Fig. 4. Identification and characterization of Zap70 pTyr residues required for binding to the PKCθ C2 domain.

(A) Purified recombinant GST (control) or GST-C2^WT was used to pull down proteins in lysates of PV-stimulated 293T cells expressing WT Zap70 or the indicated Zap70 mutants. Pulled-down material and whole-cell lysates (WCL) were separated by SDS-PAGE, stained with Ponceau S, and immunoblotted for Zap70. This experiment is representative of 3 independent experiments.

(B) Binding of recombinant GST and GST-C2^WT to the indicated immobilized synthetic Zap70 peptides was assessed by an ELISA. Non, non-peptide-coated control wells.

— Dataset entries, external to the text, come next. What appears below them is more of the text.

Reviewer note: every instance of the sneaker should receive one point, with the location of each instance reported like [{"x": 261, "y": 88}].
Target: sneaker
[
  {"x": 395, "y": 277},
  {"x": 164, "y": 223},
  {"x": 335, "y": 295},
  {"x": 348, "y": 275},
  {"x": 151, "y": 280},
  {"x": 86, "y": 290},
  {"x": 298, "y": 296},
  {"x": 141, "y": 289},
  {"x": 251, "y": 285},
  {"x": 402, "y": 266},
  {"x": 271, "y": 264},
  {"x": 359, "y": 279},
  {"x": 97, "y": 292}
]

(C) Binding of the indicated recombinant proteins to wells coated with the pTyr¹²⁶ peptide determined by ELISA. Pooled data from 4 independent experiments are shown in (B) and (C), **P < 0.01.

(D and E) GST pull-down with lysates of WT (JE6.1) or Lck-deficient (Jcam1.6) Jurkat cells that were left unstimulated or stimulated with PV or CD3 and CD28 mAbs as indicated. C2^WT-bound proteins or WCL were immunoblotted for the indicated proteins. Data are representative of 3 independent experiments. Pooled data from 3 independent experiments as (D) were quantitated by densitometry and shown in (E). **P < 0.01, ***P < 0.001.